Overview
As the ruler of one of seven ancient cities, you must build your empire to defeat your enemies and reign supreme. Collect resources, build structures, develop an army, and erect your Wonders across three ages of card drafting.
Featured on: Best Card Drafting Board Games
See also: How To Play 7 Wonders – Simplified
Ryan’s Review
Likes
- Lots of routes to victory
- You don’t know who won until the very end
- Lots of strategy, including adapting on the fly
- Games can move quickly
- Fairly balanced
Dislikes
- Not all Wonder tableaus are equally helpful
- Blocking others can cost you your whole game
- Direct interaction only with players sitting next to you
First Impressions
7 Wonders was one of the first real strategy games I played. I was excited — and slightly nervous. The explanation took a bit longer than simpler games, but I’d already started forming a strategy. In my head it was just a card game with a personal board. I didn’t yet know it was a card drafting game.
Thoughts
This game can seem intimidating at first. You manage a hand of cards, pass it to your neighbour, build a tableau in front of you, and try to rack up Victory Points. Once you understand the drafting mechanic, though, it flows naturally.

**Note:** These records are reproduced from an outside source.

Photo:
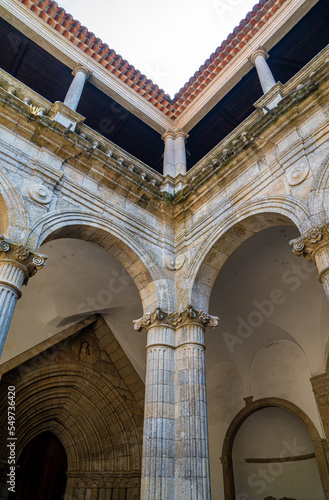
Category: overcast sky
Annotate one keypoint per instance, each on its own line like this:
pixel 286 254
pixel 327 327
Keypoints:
pixel 167 41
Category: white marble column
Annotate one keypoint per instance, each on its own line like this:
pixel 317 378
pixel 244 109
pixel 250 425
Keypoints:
pixel 192 448
pixel 158 463
pixel 169 154
pixel 180 152
pixel 314 246
pixel 17 264
pixel 265 76
pixel 74 93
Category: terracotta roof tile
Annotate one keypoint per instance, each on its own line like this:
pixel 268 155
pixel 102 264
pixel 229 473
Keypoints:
pixel 64 23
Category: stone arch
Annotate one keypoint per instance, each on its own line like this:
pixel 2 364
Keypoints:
pixel 241 417
pixel 117 241
pixel 230 231
pixel 14 218
pixel 85 411
pixel 319 193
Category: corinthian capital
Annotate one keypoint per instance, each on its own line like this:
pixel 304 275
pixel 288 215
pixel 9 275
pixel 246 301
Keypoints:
pixel 21 255
pixel 176 319
pixel 309 243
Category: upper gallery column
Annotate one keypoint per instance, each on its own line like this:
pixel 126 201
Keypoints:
pixel 180 152
pixel 258 58
pixel 174 158
pixel 169 154
pixel 314 246
pixel 17 264
pixel 81 75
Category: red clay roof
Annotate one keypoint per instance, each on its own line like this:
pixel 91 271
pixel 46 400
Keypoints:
pixel 70 28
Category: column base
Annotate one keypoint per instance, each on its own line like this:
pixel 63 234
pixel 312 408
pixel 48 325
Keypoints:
pixel 271 99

The early game is forgiving. You get a hand, can ask questions, and nothing moves too fast. Resource cards are generally best early — and they’re only available in the first two of three ages. I learned this by watching a more experienced player and mirroring their strategy. That’s actually a great way to learn 7 Wonders.
Card drafting creates interesting tension. Every pick is a trade-off: best for me right now, or deny a good card to my neighbour? Blocking the person next to you is polarizing — satisfying when it works, costly when it doesn’t. Experienced players learn to have backup plans, like using a block card for coins or Wonder stages instead of letting it hurt them.
The routes to victory are genuinely varied. Blue cards give direct VP. Green cards stack for science sets. Red cards build your military. Purple guilds score based on your opponents’ cards. Yellow cards handle commerce. You can’t plan too far ahead — you’re subject to the luck of what gets passed to you — but adapting is part of the strategy.
Direct interaction is limited. You really only affect your immediate neighbours. In a 4+ player game, you might never directly clash with someone across the table. I enjoy interaction, but I’ll say this doesn’t detract from how good the game is — it just shapes the style of play.
Military cards are a love/hate element. Stack armies for VP, but your neighbour can wipe out your effort in a turn or two. Start army cards early and you’ll hear it from your friends.
Balance is solid. Almost every game we’ve played came down to the final scoring — you genuinely don’t know who’s winning until you count. That’s a quality that keeps people engaged to the last card.
Conclusion
After two or three plays, 7 Wonders becomes fast and intuitive. It’s almost simple enough to be a gateway game — Sushi Go scratches a similar itch with less complexity — but 7 Wonders rewards mastery. The set end time (after the third age) and multiple victory paths mean you can play it repeatedly with different strategies. We’ve run a full 4-player game in under 25 minutes. Highly recommended for anyone who’s played a few games and wants something with more depth.